WHOSOEVER WILL WISH HIM ~ TAKE THE WATER OF LIFE FREELY
 
(The grey letters are damaged and may not be correct) The old chunk of stone in the centre has a hole, from which presumably the water came out. In the 19th century, when this was first built, drinking fountains providing clean water were an important means of preventing the frequent cholera epidemics that caused many deaths in the East End.)"







This is an image from Google Earth of the remaining foundation of St. Mary's.








John was married to Mary Bridcutt on February 9, 1806 at St. Leonard's, Shoreditch.  Here's what St. Leonard's looks like today.




John was buried on February 22, 1852 at Christchurch, Spitalfields. (see previous post for picture of Christchurch) I always wondered what the heck the name Spitalfields was all about.  It never sounded very nice to me!  Here's the explanation:

"The name Spitalfields was derived from St Mary's Spital (Hospital) which was founded in 1197. Recent excavations have uncovered the Charnel House, which can be seen in Bishop's Square. Many centuries before the hospital, the Romans used part of the area as a burial ground, and a decorated lead coffin found here is on display in the Museum of London."   http://exploringeastlondon.co.uk/eel/Spitalfields/Spitalfields.htm

For those of you doing research in the East of London areas, I have found the exploringeastlondon.co.uk site very helpful.



Tuesday, March 15, 2011

Off to school - early 1940's

Last night I spent 2 hours in a PTA meeting trying to figure out what classes my son has to take to graduate from high school.  Things have changed since I graduated in the 1980's!  As I was deciding what to write about today, I remembered that I had a picture of my dad and his siblings with a caption about going to school.

Mary Lou, Frank, Neal and Dave

My mom included this photo in the "School Days" section of a scrapbook.

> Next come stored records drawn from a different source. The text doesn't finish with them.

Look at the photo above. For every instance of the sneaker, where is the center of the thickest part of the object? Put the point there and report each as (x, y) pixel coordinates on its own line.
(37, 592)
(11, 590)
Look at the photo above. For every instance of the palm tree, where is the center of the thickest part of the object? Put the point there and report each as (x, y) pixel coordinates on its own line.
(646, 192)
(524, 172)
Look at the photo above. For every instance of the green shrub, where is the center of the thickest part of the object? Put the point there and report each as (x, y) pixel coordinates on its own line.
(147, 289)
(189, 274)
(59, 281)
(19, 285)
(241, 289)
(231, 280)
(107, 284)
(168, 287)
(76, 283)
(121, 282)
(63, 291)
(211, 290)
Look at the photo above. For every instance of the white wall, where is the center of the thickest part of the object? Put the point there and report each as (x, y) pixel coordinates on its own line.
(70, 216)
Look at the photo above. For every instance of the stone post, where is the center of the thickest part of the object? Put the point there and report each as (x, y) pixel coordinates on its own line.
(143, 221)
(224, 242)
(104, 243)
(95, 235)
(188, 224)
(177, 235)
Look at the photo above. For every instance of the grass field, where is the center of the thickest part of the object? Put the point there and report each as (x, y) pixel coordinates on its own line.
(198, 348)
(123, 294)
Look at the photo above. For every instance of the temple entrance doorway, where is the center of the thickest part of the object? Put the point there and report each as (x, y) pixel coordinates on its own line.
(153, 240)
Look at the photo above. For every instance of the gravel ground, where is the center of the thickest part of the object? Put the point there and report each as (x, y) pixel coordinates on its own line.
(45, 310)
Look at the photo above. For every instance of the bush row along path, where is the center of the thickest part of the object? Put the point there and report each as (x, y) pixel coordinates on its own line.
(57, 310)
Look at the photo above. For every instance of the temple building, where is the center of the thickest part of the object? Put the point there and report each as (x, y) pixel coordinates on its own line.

I think that this photograph must have been taken in the early 1940's.  I wonder if things felt this complicated back then? 


 I am fortunate to have some of dad's report cards.  The ones from early on (about 1941, I think) were pretty simple.  But I like how personal they are - a nice handwritten note on lined paper.







By the time 8th grade rolled around (1947-1948 school year), the report cards were a bit more formal, and letter grades appeared.  It is interesting to see how dad did in school and compare it to how I did.  Luckily, my mom saved my report cards and I can easily see the differences and similarities.

Now that I have a teenager, I have to keep reminding myself that the occasional eye-rolling, and "how could you possibly know this" comes with the territory. I remember feeling that way about my parents.  The nice thing is, after a bit of growing up, I realized just how hard my dad worked to get through dental school, and just how smart he was.  My mom worked hard too.  She got her nursing degree, helped put dad through dental school, raised a family, and went back to work.  

Hmmm....I'm beginning to feel like a bit of a slouch.  Time to conquer the world!